タイの証券取引所で2026年9月17日、SET指数は前日比20.61ポイント(1.32%)高の1583.34ポイントで取引を終えた。米連邦準備制度理事会(FRB)の利上げ発表を受けた前日までの調整局面から一転し、買い戻しの動きが優勢となった。
売買代金は624億バーツ、大型株に資金流入
この日の売買代金は624億5242万バーツにのぼった。値上がりをけん引したのは電子部品大手DELTAで、株価は前日比7.00バーツ高の240.00バーツ(+3.00%)と急伸し、単独で89億バーツ超の売買代金を記録した。

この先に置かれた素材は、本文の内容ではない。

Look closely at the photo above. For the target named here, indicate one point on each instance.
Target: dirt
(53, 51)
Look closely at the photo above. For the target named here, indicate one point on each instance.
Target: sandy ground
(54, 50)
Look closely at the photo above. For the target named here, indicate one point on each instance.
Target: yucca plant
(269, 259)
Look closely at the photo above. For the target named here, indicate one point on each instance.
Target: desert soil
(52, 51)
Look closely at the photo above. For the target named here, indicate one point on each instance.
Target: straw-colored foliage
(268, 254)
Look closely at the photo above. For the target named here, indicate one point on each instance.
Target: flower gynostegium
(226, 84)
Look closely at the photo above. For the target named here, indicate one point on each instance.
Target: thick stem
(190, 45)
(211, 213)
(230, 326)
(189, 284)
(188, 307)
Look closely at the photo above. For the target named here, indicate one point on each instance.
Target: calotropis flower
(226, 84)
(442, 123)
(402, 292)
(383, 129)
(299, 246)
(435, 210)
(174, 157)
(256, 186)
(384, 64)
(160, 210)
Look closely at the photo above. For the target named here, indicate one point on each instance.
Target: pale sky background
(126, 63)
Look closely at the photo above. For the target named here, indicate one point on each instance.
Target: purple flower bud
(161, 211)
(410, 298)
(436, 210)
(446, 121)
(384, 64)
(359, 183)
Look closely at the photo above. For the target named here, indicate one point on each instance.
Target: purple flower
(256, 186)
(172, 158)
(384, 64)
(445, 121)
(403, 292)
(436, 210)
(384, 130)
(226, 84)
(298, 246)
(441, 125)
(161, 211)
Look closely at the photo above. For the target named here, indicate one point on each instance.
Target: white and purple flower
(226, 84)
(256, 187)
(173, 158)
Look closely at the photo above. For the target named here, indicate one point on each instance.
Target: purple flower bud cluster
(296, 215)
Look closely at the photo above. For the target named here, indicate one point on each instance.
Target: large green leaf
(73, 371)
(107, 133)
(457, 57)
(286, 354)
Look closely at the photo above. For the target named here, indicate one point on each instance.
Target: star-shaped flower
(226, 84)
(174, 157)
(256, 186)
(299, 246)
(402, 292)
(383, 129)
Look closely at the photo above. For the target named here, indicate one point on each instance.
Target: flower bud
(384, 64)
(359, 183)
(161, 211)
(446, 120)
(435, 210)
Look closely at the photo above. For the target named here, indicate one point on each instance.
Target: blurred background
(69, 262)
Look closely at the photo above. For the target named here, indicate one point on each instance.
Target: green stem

半導体関連銘柄への見直し買いが指数全体を押し上げる形となった。
銀行株にも買い戻しの動き
大手銀行のクルンタイ銀行(KTB)は0.50バーツ高の45.00バーツ(+1.12%)、バンコク銀行(BBL)も1.00バーツ高の193.00バーツ(+0.52%)と、FRBの利上げ発表後の金利環境をにらんだ買いが入った。一方でエネルギー株のPTTEPは2.50バーツ安の151.00バーツ(‐1.63%)と軟調で、業種間で明暗が分かれる展開となった。
市場関係者「原油とボンド利回りに注視」
タイの証券アナリストは、今回の反発について「FRBの利上げ自体は事前に織り込まれていたため、発表後の株価下落が一巡したことで押し目買いが入った」と分析する。もっとも先行きについては、原油価格の動向や米国債利回りの変化が引き続き重要な判断材料になるとの見方が市場では共有されている。
外国人投資家の動向にも注目
タイ株市場ではこのところ外国人投資家による売り越し基調が続いていたが、この日は主力株への買い戻しが目立った。市場関係者の間では、今後外国人資金の流れが本格的な流入に転じるかどうかが、SET指数の一段の上昇余地を左右するとの見方が出ている。
一夜明ければ強気にも弱気にも転じるタイ株らしい値動きに、投資家たちはまた新しい心構えを迫られている。